1. Aufzug, 2. Auftritt: Rechas Engelsglaube und Nathans rationale Sicht
In diesem Auftritt von Nathan der Weise entfaltet sich ein tiefgründiger Dialog über Glauben, Vernunft und Menschlichkeit. Recha, Nathans Tochter, ist fest davon überzeugt, dass ein Engel sie aus einem Brand gerettet hat. Sie argumentiert leidenschaftlich für ihre Nathan der Weise Interpretation, indem sie betont: "Es war gewiss ein wirklicher" (Vers 288 ff). Ihre Überzeugung stützt sich auf die Annahme, dass ein Tempelherr in Jerusalem von Saladin nicht geduldet würde, was die Präsenz eines menschlichen Retters unwahrscheinlich macht.
Daja, Rechas christliche Gesellschafterin, unterstützt diesen Wunderglauben. Sie fragt rhetorisch: "Was schadets?" (Vers 258 ff) und verstärkt Rechas Ansicht, indem sie argumentiert, dass ein Mensch den Dank für eine solche Tat nicht abgelehnt hätte.
Nathan hingegen vertritt eine rationale Perspektive in dieser Nathan der Weise Szenenanalyse. Er bezeichnet Rechas Überzeugung als "Stolz" (Vers 294) und sogar als "Unsinn oder Gotteslästerung" (Vers 300). Mit der Anrede "Grausame Schwärmerin" (Vers 329) an Recha unterstreicht er seine Ablehnung ihrer Interpretation.
Highlight: Nathans Standpunkt reflektiert eine aufgeklärte, humanistische Weltanschauung, die im Kontrast zu Rechas und Dajas religiös geprägter Interpretation steht.
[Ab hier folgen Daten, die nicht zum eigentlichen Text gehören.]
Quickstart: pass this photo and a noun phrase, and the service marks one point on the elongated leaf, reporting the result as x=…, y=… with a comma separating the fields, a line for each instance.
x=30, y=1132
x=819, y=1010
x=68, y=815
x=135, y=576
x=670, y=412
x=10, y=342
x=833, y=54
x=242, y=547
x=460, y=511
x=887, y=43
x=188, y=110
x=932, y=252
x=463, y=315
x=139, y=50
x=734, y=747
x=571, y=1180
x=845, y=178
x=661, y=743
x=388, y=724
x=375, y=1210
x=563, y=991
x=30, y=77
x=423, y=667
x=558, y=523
Nathan besteht darauf, dass es ein Mensch war, der aus reiner Menschlichkeit gehandelt hat. Er betont die Wichtigkeit, diesem Menschen zu danken, anstatt sich in religiösen Vorstellungen zu verlieren. Seine Aussage "andächtig schwärmen [sei] leichter als Gut handeln" (Vers 360 f) fasst seine Philosophie prägnant zusammen.
Definition: Schwärmerei: In diesem Kontext bezieht sich der Begriff auf eine übertriebene, unreflektierte religiöse Begeisterung, die Nathan kritisch sieht.
Diese Szene ist zentral für die Charakterisierung der Figuren in Nathan der Weise. Sie zeigt Recha als gläubig und emotional, Daja als Unterstützerin christlicher Vorstellungen und Nathan als Vertreter der Vernunft und Humanität. Der Konflikt zwischen Glauben und Vernunft, ein Hauptthema des Werkes, wird hier deutlich herausgearbeitet.
Vocabulary: Tempelherr - Ein Mitglied des Templerordens, eines christlichen Ritterordens zur Zeit der Kreuzzüge.
Die sprachlichen Mittel in diesem Auftritt sind vielfältig. Lessing nutzt den Dialog, um die unterschiedlichen Perspektiven zu kontrastieren und die Argumente der Charaktere zu entwickeln. Die verwendeten Metaphern und rhetorischen Fragen dienen dazu, die Positionen zu verdeutlichen und die Zuschauer zum Nachdenken anzuregen.
Quote: "Was schadets?" - Diese Frage Dajas verdeutlicht ihre unkritische Haltung gegenüber Rechas Wunderglauben und steht im Kontrast zu Nathans rationaler Herangehensweise.
Insgesamt bietet dieser Auftritt eine tiefgründige Analyse der religiösen und philosophischen Themen, die Nathan der Weise durchziehen. Er legt den Grundstein für die weitere Entwicklung der Charaktere und die Auseinandersetzung mit Fragen der Toleranz und des menschlichen Zusammenlebens über religiöse Grenzen hinweg.